Meg, now a frequent and enthusiastic participant, raised her hand. “I am really proud of my work now. I look at what I did right before I look at what I did wrong.”
“That’s great news,” I responded. “I’m so happy for you!”
That school year provided Meg much more than tech-driven “personalized learning” ever could. Meg now saw herself as a mathematician; she learned that she had strengths that she could offer our classroom community.
At the end of the day, this is what personalized learning is really all about. It’s what we should be centering as we heal from a traumatic year. As we start this new school year, we mustn’t lose sight of the importance of making learning relevant to children’s humanity. We must constantly remind ourselves—even using last year’s pain to help us remember—that the value of meaningful learning lies in the connectedness we feel when we discover new ideas. And not just new ideas about academics, but ideas about ­ourselves, who we are together, and our collective purpose in this uncertain world.

Reflect & Discuss

France says that individualization of learning is not the same thing as personalization.
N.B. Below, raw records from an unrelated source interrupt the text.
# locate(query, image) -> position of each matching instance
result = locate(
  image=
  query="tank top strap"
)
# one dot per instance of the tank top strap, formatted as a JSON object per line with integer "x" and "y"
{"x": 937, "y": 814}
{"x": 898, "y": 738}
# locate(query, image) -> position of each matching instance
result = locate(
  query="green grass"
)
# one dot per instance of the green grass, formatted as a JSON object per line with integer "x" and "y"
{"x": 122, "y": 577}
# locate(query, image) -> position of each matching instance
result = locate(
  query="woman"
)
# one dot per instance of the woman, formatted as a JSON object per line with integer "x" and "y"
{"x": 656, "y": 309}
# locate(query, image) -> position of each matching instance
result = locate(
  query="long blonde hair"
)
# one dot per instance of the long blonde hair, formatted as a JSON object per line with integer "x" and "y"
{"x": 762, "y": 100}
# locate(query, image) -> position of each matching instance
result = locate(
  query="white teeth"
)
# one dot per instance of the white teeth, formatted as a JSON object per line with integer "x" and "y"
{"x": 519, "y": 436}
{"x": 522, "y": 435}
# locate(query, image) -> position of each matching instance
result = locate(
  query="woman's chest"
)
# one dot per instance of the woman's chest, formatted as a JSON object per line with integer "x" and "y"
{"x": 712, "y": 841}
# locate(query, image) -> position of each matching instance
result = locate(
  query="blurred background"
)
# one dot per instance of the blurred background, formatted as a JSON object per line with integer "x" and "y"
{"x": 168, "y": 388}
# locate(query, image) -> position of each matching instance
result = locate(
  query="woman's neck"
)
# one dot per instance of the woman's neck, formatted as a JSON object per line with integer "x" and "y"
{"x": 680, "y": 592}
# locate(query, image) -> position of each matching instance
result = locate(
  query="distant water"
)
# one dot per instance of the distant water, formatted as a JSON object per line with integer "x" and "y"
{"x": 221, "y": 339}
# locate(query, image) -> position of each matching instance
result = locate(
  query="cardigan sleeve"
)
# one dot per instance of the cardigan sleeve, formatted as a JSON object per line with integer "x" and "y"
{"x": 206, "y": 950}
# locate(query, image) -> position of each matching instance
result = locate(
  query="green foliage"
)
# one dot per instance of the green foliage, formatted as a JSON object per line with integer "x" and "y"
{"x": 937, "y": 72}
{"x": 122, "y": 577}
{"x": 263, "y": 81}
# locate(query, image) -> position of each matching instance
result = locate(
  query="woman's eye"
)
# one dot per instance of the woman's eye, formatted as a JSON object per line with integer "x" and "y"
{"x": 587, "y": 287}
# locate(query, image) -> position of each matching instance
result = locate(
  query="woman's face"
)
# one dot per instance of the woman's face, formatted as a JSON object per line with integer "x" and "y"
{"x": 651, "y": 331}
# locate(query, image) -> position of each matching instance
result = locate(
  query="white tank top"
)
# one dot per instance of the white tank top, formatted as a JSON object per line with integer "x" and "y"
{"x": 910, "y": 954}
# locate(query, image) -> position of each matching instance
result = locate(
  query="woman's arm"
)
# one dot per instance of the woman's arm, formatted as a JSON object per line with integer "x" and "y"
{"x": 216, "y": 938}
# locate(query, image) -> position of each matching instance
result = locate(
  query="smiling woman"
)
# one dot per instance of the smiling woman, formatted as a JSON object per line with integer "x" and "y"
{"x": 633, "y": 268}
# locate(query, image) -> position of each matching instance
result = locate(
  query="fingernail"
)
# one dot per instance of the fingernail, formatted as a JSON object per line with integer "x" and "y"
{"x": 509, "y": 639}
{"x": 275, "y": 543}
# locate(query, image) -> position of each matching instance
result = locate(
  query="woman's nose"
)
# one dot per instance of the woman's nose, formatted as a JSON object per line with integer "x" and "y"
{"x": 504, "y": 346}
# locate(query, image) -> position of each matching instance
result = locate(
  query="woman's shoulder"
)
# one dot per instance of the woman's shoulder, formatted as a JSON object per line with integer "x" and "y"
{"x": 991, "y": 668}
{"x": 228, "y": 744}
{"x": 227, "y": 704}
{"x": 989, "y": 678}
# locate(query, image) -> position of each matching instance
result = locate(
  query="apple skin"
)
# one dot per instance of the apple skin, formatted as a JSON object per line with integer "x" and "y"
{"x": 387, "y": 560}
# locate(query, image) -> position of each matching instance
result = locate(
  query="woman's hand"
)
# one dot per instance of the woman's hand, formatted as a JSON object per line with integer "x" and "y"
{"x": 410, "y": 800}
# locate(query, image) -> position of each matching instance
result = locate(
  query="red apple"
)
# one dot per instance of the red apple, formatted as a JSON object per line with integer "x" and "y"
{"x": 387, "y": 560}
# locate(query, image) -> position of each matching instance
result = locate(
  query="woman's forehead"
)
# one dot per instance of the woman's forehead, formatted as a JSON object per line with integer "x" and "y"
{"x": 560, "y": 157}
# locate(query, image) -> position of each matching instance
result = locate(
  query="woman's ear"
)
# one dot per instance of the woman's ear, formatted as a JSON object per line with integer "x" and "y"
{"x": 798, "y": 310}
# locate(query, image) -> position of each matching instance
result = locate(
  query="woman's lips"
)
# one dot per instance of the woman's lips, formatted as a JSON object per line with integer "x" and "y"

What do you think he means by that, and how might the distinction apply to instruction in your own school or classroom?

What steps could you take to ensure that personalization builds connections and meaning, rather than fostering siloization and deficit mindsets?

References

Ahmed, S. (2018). Being the change: Lessons and strategies to teach social comprehension. New York: Pearson Education.

Cohen, E. & Lotan, R. (1997). Working for equity in heterogeneous classrooms: Sociological theory in practice. New York: Teachers College Press.

France, P. (2019). Reclaiming personalized learning: A pedagogy for restoring equity and humanity in our classrooms. Thousand Oaks, CA: Corwin.